Cost-Effectiveness of Screening for Pre-Diabetes Among Overweight and Obese U.S. Adults
Response to Wechowski
- Thomas J. Hoerger, PHD1,
- Katherine A. Hicks, MS1,
- Stephen W. Sorensen, PHD2,
- William H. Herman, MD, MPH345,
- Robert E. Ratner, MD6,
- Ronald T. Ackermann, MD, MPH7,
- Ping Zhang, PHD2 and
- Michael M. Engelgau, MD2
- 1Center of Excellence in Health Promotion Economics, RTI International, Research Triangle Park, North Carolina
- 2Centers for Disease Control and Prevention, Atlanta, Georgia
- 3Department of Internal Medicine, University of Michigan Health System, Ann Arbor, Michigan
- 4Department of Epidemiology, University of Michigan Health System, Ann Arbor, Michigan
- 5Michigan Diabetes Research and Training Center, University of Michigan Health System, Ann Arbor, Michigan;the
- 6MedStar Research Institute, Washington, D.C.

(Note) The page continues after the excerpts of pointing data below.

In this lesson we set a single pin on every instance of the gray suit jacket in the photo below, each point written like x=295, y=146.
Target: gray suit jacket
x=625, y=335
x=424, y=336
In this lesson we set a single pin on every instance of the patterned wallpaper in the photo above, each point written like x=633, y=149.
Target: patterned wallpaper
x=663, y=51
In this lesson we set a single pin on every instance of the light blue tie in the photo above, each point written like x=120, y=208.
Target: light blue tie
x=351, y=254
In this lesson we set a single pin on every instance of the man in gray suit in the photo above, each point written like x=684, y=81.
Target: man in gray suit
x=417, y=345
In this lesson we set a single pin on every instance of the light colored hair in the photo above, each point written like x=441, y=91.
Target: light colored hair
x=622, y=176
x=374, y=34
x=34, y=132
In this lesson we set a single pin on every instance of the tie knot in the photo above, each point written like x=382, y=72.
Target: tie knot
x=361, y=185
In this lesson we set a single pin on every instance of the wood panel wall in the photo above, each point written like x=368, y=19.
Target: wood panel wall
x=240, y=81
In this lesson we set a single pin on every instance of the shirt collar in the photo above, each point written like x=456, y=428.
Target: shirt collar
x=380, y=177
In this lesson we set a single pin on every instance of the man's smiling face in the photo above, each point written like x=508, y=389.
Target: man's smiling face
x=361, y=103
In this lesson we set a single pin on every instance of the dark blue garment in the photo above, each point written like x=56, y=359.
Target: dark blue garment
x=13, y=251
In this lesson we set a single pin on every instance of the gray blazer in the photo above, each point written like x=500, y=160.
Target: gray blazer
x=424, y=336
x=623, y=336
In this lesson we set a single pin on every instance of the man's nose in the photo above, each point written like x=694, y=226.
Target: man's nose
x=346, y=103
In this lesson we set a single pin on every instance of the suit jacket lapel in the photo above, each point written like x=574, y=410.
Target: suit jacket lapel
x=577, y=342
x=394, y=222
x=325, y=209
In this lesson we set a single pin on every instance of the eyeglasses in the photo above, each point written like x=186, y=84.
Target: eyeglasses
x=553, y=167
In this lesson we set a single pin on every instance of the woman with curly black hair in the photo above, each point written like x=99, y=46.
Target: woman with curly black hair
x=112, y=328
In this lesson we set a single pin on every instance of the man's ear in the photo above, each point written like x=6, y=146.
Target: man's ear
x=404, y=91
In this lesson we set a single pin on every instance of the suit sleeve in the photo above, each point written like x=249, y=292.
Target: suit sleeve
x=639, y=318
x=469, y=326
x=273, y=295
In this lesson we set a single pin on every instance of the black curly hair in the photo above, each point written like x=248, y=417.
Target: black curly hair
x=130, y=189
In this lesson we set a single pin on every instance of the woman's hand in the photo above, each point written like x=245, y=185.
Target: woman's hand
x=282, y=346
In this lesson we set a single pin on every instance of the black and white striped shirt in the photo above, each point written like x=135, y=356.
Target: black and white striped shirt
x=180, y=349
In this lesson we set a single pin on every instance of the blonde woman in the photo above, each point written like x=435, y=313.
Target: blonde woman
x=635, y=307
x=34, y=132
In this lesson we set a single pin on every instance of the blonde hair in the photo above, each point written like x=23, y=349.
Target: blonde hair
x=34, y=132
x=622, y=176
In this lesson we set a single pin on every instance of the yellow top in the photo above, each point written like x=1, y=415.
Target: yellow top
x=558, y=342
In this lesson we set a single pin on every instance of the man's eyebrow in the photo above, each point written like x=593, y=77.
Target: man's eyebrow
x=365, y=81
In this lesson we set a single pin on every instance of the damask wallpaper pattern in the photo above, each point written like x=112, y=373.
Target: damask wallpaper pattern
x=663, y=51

- 7Department of Medicine, Indiana University School of Medicine, Indianapolis, Indiana
- Corresponding author: Thomas J. Hoerger, PhD, RTI International, 3040 Cornwallis Rd., P.O. Box 12194, Research Triangle Park, NC 27709. E-mail: tjh{at}rti.org
We appreciate Dr. Wechowski's interest (1) in our study (2) and agree that it is important to evaluate the cost-effectiveness of screening for pre-diabetes and of diabetes prevention on a country-by-country basis. Cost-effectiveness ratios may vary between countries because of differences in the costs of diabetes intervention, screening, general treatment, and related complications and because of differences in the prevalence of pre-diabetes.
We agree with Dr. Wechowski that the differences between his analysis for the U.K. (3) and our analysis for the U.S. are unlikely due to time horizon. Adding younger cohorts to our analysis may increase the cost-effectiveness ratio somewhat but will have relatively little effect on our overall ratio because so many overweight and obese patients are in the 45–74 years age range that we used in our analysis. Although Dr. Wechowski assumed that a more costly screening strategy was applied, adopting such a strategy would not dramatically increase our cost-effectiveness ratio; we found that doubling screening costs increased the ratio only modestly.